Data Science: A Tiny Introduction
What Is Data Science?
Data Science is a multi-disciplinary field of science that combines approaches and mathematical techniques in statistics, business, and computing to produce insights and information that are useful for producing/finding solutions to a (business) problem.
There are several experts and sources that describe the process/stage of Data Science, the following is one of them. Adapted from “The Data Science Life Cycle” Berkeley School of Information.
- Capture: data acquisition, data entry, signal reception, data extraction.
- Maintain: data warehousing, data cleansing, data staging, data processing, data architecture.
- Process: data mining, clustering/classification, data modeling, data summarization.
- Analyze: exploratory/confirmatory, predictive analysis, regression, text mining, qualitative analysis.
- Communicate: data reporting, data visualization, business intelligence, decision making.
An effective data scientist can identify relevant problems precisely, gather data from various sources, organize information, translate findings into solutions, and communicate these findings positively for business decision making.

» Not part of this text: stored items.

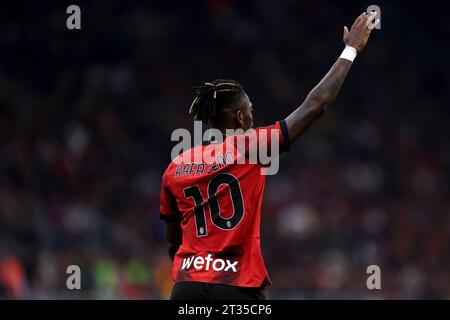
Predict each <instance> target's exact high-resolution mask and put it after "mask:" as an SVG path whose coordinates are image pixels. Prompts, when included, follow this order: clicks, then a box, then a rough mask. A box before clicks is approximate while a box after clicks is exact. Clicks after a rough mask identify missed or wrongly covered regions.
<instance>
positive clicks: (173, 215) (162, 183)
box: [159, 173, 179, 222]
mask: <svg viewBox="0 0 450 320" xmlns="http://www.w3.org/2000/svg"><path fill="white" fill-rule="evenodd" d="M159 212H160V218H161V219H162V220H164V221H166V222H175V221H177V220H178V218H179V215H178V208H177V204H176V200H175V197H174V195H173V194H172V193H171V192H170V190H169V188H168V187H167V174H166V173H164V175H163V177H162V181H161V198H160V206H159Z"/></svg>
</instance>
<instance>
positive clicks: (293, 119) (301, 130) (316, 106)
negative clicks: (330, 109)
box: [286, 58, 352, 142]
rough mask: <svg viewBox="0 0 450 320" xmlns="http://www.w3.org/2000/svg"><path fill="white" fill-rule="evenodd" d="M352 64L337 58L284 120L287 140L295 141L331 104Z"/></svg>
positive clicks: (340, 87) (343, 80)
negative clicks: (294, 109)
mask: <svg viewBox="0 0 450 320" xmlns="http://www.w3.org/2000/svg"><path fill="white" fill-rule="evenodd" d="M351 65H352V62H351V61H349V60H346V59H342V58H339V59H338V60H337V61H336V62H335V63H334V65H333V67H331V69H330V71H328V73H327V74H326V75H325V77H323V79H322V80H321V81H320V82H319V84H317V85H316V86H315V87H314V89H312V90H311V92H310V93H309V94H308V96H307V97H306V99H305V101H304V102H303V103H302V105H301V106H300V107H298V108H297V109H296V110H295V111H294V112H292V113H291V114H290V115H289V116H288V117H287V118H286V125H287V127H288V134H289V140H290V141H291V142H293V141H295V140H297V139H298V138H299V137H300V136H301V135H302V134H303V133H304V132H305V131H306V130H307V129H308V128H309V127H311V125H312V124H313V123H314V122H315V121H317V119H319V118H320V117H321V116H322V115H323V114H324V113H325V112H326V110H327V109H328V107H329V106H330V105H331V104H332V103H333V101H334V99H335V98H336V96H337V95H338V93H339V91H340V90H341V87H342V84H343V83H344V80H345V78H346V77H347V74H348V72H349V70H350V67H351Z"/></svg>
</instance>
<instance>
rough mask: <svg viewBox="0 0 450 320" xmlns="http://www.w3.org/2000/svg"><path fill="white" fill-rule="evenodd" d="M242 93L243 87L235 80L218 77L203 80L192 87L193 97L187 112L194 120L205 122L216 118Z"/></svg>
mask: <svg viewBox="0 0 450 320" xmlns="http://www.w3.org/2000/svg"><path fill="white" fill-rule="evenodd" d="M244 94H245V91H244V88H243V87H242V86H241V84H240V83H239V82H237V81H233V80H224V79H218V80H216V81H214V82H205V83H203V84H202V85H201V86H198V87H194V96H195V98H194V101H193V102H192V104H191V107H190V108H189V114H191V115H192V116H193V117H194V120H198V121H202V122H203V123H205V124H207V123H208V121H209V120H213V121H215V120H217V119H218V116H220V115H221V114H222V113H223V111H225V110H226V109H229V108H230V107H231V106H233V105H234V104H235V102H236V101H237V100H238V99H240V98H242V96H244Z"/></svg>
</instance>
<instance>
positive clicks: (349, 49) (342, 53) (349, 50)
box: [339, 46, 357, 62]
mask: <svg viewBox="0 0 450 320" xmlns="http://www.w3.org/2000/svg"><path fill="white" fill-rule="evenodd" d="M356 55H357V52H356V49H355V48H353V47H350V46H345V49H344V51H342V53H341V55H340V56H339V58H342V59H347V60H350V61H351V62H353V60H355V58H356Z"/></svg>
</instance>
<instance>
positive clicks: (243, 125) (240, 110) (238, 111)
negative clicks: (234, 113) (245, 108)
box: [236, 110, 244, 127]
mask: <svg viewBox="0 0 450 320" xmlns="http://www.w3.org/2000/svg"><path fill="white" fill-rule="evenodd" d="M236 120H237V122H238V123H239V125H240V127H243V126H244V113H243V112H242V111H241V110H238V111H236Z"/></svg>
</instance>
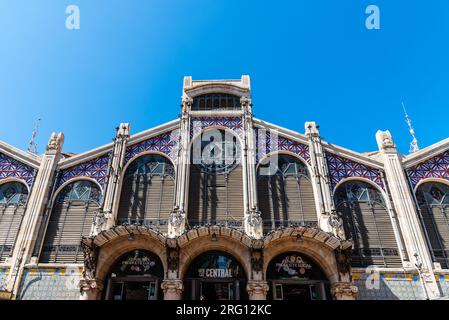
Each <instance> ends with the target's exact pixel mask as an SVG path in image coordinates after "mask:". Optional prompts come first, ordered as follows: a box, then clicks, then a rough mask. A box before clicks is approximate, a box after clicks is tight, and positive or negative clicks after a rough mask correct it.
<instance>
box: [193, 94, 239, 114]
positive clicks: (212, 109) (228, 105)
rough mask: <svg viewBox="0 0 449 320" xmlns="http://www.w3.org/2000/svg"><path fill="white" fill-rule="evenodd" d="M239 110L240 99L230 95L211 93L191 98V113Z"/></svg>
mask: <svg viewBox="0 0 449 320" xmlns="http://www.w3.org/2000/svg"><path fill="white" fill-rule="evenodd" d="M240 109H241V106H240V97H239V96H235V95H232V94H226V93H212V94H203V95H200V96H197V97H195V98H193V104H192V110H193V111H205V110H209V111H210V110H240Z"/></svg>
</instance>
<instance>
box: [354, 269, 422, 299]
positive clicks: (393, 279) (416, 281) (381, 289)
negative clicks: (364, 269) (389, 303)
mask: <svg viewBox="0 0 449 320" xmlns="http://www.w3.org/2000/svg"><path fill="white" fill-rule="evenodd" d="M368 276H369V275H367V274H353V280H354V283H355V284H356V285H357V287H358V289H359V293H358V296H357V299H358V300H423V299H425V293H424V291H423V287H422V284H421V281H420V280H419V276H418V275H416V274H413V275H412V274H381V275H380V283H379V288H375V287H373V288H370V287H369V285H367V277H368ZM368 283H370V280H369V279H368Z"/></svg>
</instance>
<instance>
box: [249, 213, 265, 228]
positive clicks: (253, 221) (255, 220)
mask: <svg viewBox="0 0 449 320" xmlns="http://www.w3.org/2000/svg"><path fill="white" fill-rule="evenodd" d="M247 221H248V224H249V225H250V226H251V227H253V228H255V227H259V226H261V224H262V217H261V216H260V211H257V210H254V209H253V210H251V211H250V212H249V214H248V218H247Z"/></svg>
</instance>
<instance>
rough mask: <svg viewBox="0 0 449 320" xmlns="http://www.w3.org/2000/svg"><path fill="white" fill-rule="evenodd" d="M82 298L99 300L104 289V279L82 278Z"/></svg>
mask: <svg viewBox="0 0 449 320" xmlns="http://www.w3.org/2000/svg"><path fill="white" fill-rule="evenodd" d="M79 286H80V293H81V295H80V300H99V299H100V298H101V292H102V291H103V281H101V280H99V279H89V280H84V279H83V280H80V283H79Z"/></svg>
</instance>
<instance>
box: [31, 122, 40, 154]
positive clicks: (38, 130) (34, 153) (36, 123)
mask: <svg viewBox="0 0 449 320" xmlns="http://www.w3.org/2000/svg"><path fill="white" fill-rule="evenodd" d="M40 123H41V118H37V120H36V122H35V124H34V129H33V132H32V133H31V139H30V142H29V144H28V152H31V153H34V154H37V143H36V136H37V133H38V131H39V125H40Z"/></svg>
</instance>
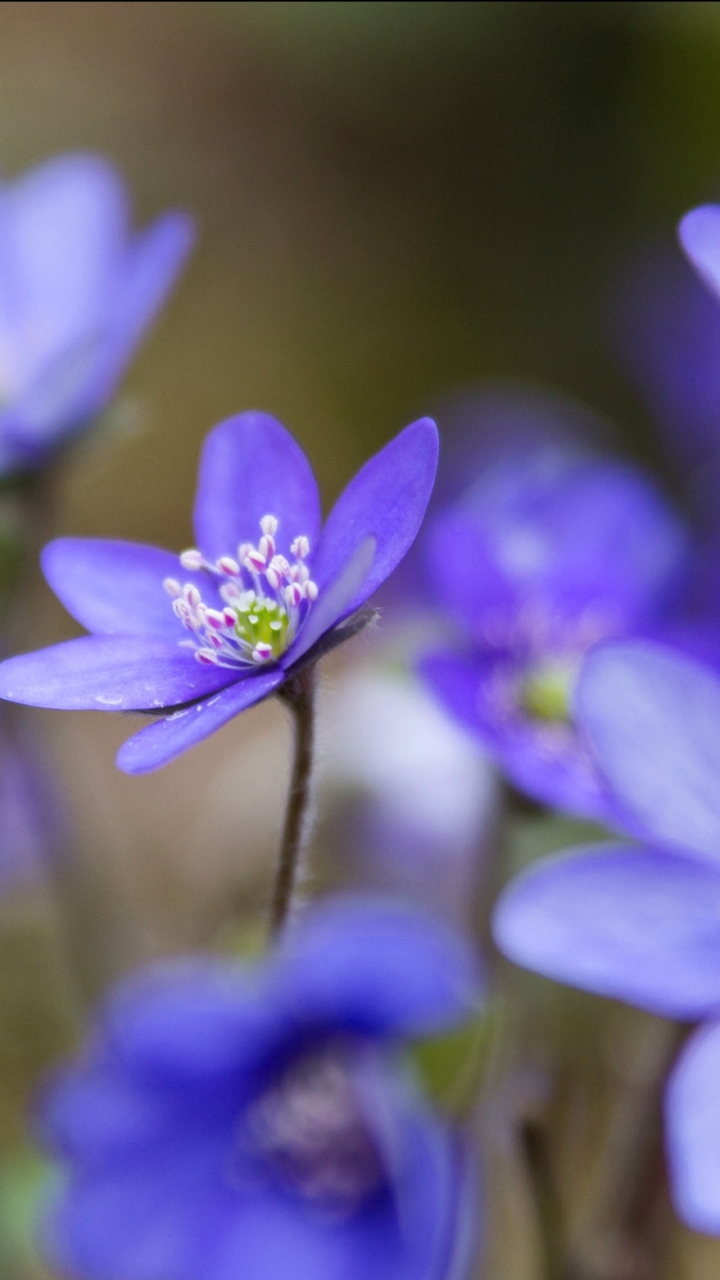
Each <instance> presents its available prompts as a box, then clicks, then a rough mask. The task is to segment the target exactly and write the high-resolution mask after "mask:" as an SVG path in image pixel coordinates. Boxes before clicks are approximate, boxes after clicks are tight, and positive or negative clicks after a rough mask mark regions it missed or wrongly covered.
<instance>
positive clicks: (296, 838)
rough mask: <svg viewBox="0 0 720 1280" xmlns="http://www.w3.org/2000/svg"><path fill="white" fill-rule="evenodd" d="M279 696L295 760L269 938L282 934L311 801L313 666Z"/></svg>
mask: <svg viewBox="0 0 720 1280" xmlns="http://www.w3.org/2000/svg"><path fill="white" fill-rule="evenodd" d="M278 696H279V698H281V699H282V701H283V703H284V704H286V705H287V707H290V709H291V712H292V717H293V727H295V759H293V763H292V777H291V780H290V792H288V797H287V809H286V814H284V826H283V835H282V841H281V852H279V860H278V870H277V876H275V887H274V891H273V905H272V910H270V936H272V937H277V936H278V933H279V932H281V929H282V927H283V924H284V922H286V919H287V914H288V911H290V908H291V905H292V895H293V891H295V886H296V882H297V872H299V868H300V855H301V852H302V845H304V842H305V828H306V818H307V805H309V801H310V774H311V772H313V745H314V737H315V667H314V666H310V667H305V669H304V671H301V672H299V675H297V676H293V677H292V678H291V680H288V681H286V684H284V685H283V686H282V689H281V691H279V694H278Z"/></svg>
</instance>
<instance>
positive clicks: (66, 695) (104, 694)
mask: <svg viewBox="0 0 720 1280" xmlns="http://www.w3.org/2000/svg"><path fill="white" fill-rule="evenodd" d="M234 678H237V675H236V672H233V671H228V668H225V667H201V666H200V663H199V662H195V659H193V657H192V653H188V652H187V650H183V649H181V648H178V645H177V644H174V645H173V644H168V643H167V641H163V640H154V639H147V637H145V636H127V635H126V636H82V637H81V639H79V640H67V641H65V643H64V644H56V645H53V646H51V648H50V649H37V650H36V652H35V653H23V654H19V655H18V657H17V658H8V659H6V660H5V662H3V663H0V698H5V699H6V700H8V701H10V703H24V704H26V705H28V707H55V708H58V709H60V710H95V712H97V710H104V712H129V710H160V709H161V708H164V707H179V705H182V704H183V703H190V701H195V700H196V699H199V698H206V696H208V694H211V692H214V691H215V690H218V689H223V687H224V686H225V685H228V684H229V682H231V681H232V680H234Z"/></svg>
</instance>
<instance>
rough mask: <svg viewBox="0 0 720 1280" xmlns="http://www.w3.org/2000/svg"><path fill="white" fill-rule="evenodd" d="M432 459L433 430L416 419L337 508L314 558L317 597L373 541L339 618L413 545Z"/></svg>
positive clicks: (364, 475)
mask: <svg viewBox="0 0 720 1280" xmlns="http://www.w3.org/2000/svg"><path fill="white" fill-rule="evenodd" d="M437 457H438V434H437V426H436V425H434V422H433V421H432V420H430V419H429V417H421V419H420V420H419V421H418V422H413V424H411V425H410V426H406V428H405V430H404V431H401V433H400V435H396V438H395V440H391V442H389V444H386V447H384V449H380V452H379V453H377V454H375V457H374V458H370V461H369V462H366V463H365V466H364V467H361V468H360V471H359V472H357V475H356V476H355V479H354V480H351V481H350V484H348V486H347V489H346V490H345V493H342V494H341V497H340V498H338V500H337V502H336V504H334V507H333V509H332V511H331V513H329V516H328V520H327V524H325V526H324V529H323V534H322V539H320V545H319V548H318V553H316V556H315V557H314V558H313V577H314V580H315V581H316V584H318V586H319V588H320V593H322V591H323V590H324V589H327V588H328V586H329V584H331V582H334V581H336V580H337V579H338V577H340V575H341V572H342V570H343V567H345V566H346V564H347V563H348V562H350V561H351V559H352V557H354V554H355V553H356V552H357V549H359V548H360V547H361V544H364V543H368V541H369V539H374V545H375V553H374V557H373V562H372V566H370V568H369V571H368V573H366V577H365V580H364V582H363V585H361V588H360V589H359V590H357V593H356V595H355V596H354V598H352V599H351V600H348V602H347V603H346V605H345V609H343V613H342V614H341V617H346V616H347V614H348V613H352V612H354V611H355V609H357V608H359V607H360V605H361V604H364V602H365V600H366V599H368V598H369V596H370V595H372V594H373V591H374V590H375V589H377V588H378V586H379V585H380V582H384V580H386V577H388V575H389V573H392V571H393V568H395V567H396V564H398V563H400V561H401V559H402V557H404V556H405V553H406V552H407V550H409V548H410V547H411V545H413V541H414V540H415V536H416V534H418V530H419V527H420V524H421V521H423V516H424V515H425V507H427V506H428V500H429V497H430V493H432V488H433V481H434V477H436V470H437ZM341 617H338V618H337V620H336V621H341Z"/></svg>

Implementation of Data Science
Currently Data Science has been applied in various fields. Starting from the marketing process, telecommunications, transportation, to government and Smart City. Some of these implementations can be described as follows:
Data Science in Marketing
In the field of marketing, Data Science can be used to gather valuable information for marketers, such as accurate customer data, to further determine the basis for effective marketing strategies. Some examples of implementation include:
- Efficient marketing budget. By analyzing marketer expenditure and acquisition data, a data scientist can build a budgeting model that can better regulate budgets that evenly distribute budgets in various locations, channels, and promotion strategies.
- Targeting the right audience. Data science can help marketing in determining the right target customers from data collected from various sources, such as economic profile analysis, interests, purchase history, and other demographic data.
- Determine effective channels. Data science can function to analyze the most appropriate promotion/marketing channels, so that marketers can focus strategies on the right channels and allocate resources more efficiently.
Data Science in Entertainment
One example of the application of Data Science in the Entertainment industry is on Netflix. Netflix is an internet-based provider of video entertainment content streaming. To provide the right shows for its customers, Netflix provides customized recommendations according to specific customer data, such as watch history, location, age, and movie preference options.
At present Netflix has 150 million subscribers, which surely with such a large amount will produce large data to be analyzed, as well as provide adequate insights to provide the best service.
Some Data Science innovations on Netflix include (Shah, 2019):
- Netflix’s Data Scientist & Engineers build models to predict “perfect situation” in which, customers continuously receiving the programs they enjoy. To do so, it assigns users to 3–5 different clusters among more than 1300 clusters, based on their viewing preferences.
- Using Data Science techniques, Netflix Service created 76,897 unique ways to describe types of movies. These are called “alt-genres” which is what leads to Netflix’s Scarily specific movie/show suggestions.
- Cover image personalization. Netflix models the shows’ cover image on the colors and styles for successful similarly tagged programs. Also, they try with different versions of cover images to find out which one is more effective for the user.
Data Science in Transportation
An example of the next application of data science is in the transportation industry. One of the companies that is superior and applies data science technology in the field of transportation is Uber. Uber has a massive database of drivers and customers. All this data is stored and used to predict supply and demand, and also set rates. They are also able see how to transport in various cities efficiently and try to set a route with traffic and hazzles.
With data science, Uber can also monitor the speed and acceleration for its drivers, making it easier for drivers to work for competing companies (like Lyft). All data is collected, grouped, analyzed, and used to predict everything from customer waiting times, to how drivers must carry themselves through a strategic map to take advantage of the best prices and produce many passengers. All data processing is implemented in real-time, both for drivers and passengers.